What the Constitution Means to Me debuted in 2017 at Clubbed Thumb’s Summerworks festival in New York City, with Schreck playing the autobiographical lead role, inspired by her own experiences in debate club, as well as her ancestors. Her forebears are survivors of chillingly normalized sex-based violence (her great-grandmother Theresa was a mail-order bride who was sent from Germany to the United States and died at 36).

This, plus judicial precedent—such as Castle Rock v. Gonzales in 2005, in which the late Supreme Court Justice Antonin Scalia struck down Jessica Gonzales’s constitutional claim to enforcement of a restraining order against her husband—showed Schreck the Constitution’s failure to protect women and other historically marginalized people.

Though Schreck spent decades planning her play, its debut in 2017 came on the heels of Lin-Manuel Miranda’s smash hit Hamilton. Schreck’s and Miranda’s plays work as foils to each other. Miranda’s script focuses more on the Founding Fathers as idealists with foibles, while Schreck looks more at flaws in the system itself; Miranda has exuberantly led his cast on Broadway, while Schreck has introduced her play with frantic, often darkly humorous standup-comic energy.

“I’m a pretty physical actor,” Lingafelter says. “I work from the body a lot…[and] the text, and [Schreck’s] enthusiasm for this contest when she was young, impact my voice and how I get into her character.”

Lingafelter hopes the play impacts younger viewers. “Heidi is an extraordinary writer,” she says. “She wrote the play for her voice…[she] talks a lot about the ways younger generations influence her. I learn so much from them as well. [My students] will come see the play, and we’ll discuss it in class.”

That debate experience sets up this play’s unique selling point. Traditionally, each production has had Schreck debate a local high school student whether the U.S. Constitution should be abolished, or upheld, flaws and all.

“There’s a version where I play the proposition, and a version where I play the opposition,” Lingafelter says, “and we flip a coin for it. We’ve been studying debate format, arguments, cross examination. We’ve been watching young debaters; they’re so fast and intelligent and formal.”

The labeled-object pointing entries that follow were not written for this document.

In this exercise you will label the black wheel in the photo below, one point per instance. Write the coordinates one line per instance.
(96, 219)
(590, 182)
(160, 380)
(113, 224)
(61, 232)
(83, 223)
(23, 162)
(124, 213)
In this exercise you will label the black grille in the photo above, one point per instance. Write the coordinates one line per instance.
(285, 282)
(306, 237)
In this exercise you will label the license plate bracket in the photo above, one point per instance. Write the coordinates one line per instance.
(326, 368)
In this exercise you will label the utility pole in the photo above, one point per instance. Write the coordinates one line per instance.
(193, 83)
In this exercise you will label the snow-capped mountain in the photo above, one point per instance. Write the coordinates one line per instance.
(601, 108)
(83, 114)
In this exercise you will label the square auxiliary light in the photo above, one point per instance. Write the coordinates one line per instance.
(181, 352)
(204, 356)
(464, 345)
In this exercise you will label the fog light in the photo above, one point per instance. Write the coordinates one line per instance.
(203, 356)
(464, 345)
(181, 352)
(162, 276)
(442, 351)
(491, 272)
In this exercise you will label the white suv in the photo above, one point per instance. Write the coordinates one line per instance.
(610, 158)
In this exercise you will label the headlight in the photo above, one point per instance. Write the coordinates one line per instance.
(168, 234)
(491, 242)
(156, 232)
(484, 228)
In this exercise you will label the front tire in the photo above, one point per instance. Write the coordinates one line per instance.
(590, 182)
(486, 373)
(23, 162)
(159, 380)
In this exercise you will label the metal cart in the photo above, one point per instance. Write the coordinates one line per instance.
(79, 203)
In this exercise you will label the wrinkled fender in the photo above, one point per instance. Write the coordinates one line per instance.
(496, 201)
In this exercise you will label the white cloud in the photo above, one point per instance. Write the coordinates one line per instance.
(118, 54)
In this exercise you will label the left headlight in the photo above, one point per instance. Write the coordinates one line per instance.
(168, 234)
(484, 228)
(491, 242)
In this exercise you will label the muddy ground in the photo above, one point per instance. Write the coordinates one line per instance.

“Every other show, one of two young people will perform,” Wolf adds. “For the first round, we invited them to submit a self tape, wrestling with their own relationship to the Constitution. We wanted to work with opinionated, passionate young people.”

Asked whether the recent Portland Public Schools strike affected reaching out to students and staff, Wolf said, “That was tricky timing…but we centered our audition process in December” (Alabaster C.K. Richard, a student at Cleveland High School, and Divine Crane, a student at Aloha High School, were ultimately cast as the play’s young debaters).

Preview shows will include debate sessions as well, which Wolf describes as a “truly a beautiful part of the full play. It’s intrinsically part of the experience.” For audiences, the debates might double as preparation for a likely tumultuous election year.

SEE IT: What the Constitution Means to Me plays at Portland Center Stage, 128 NW 11th Ave., 503-445-3700, pcs.org. 7:30 pm Wednesday-Sunday, 2 pm Saturday-Sunday, 2 pm select Thursdays, Jan. 20-Feb. 18. $24-$93.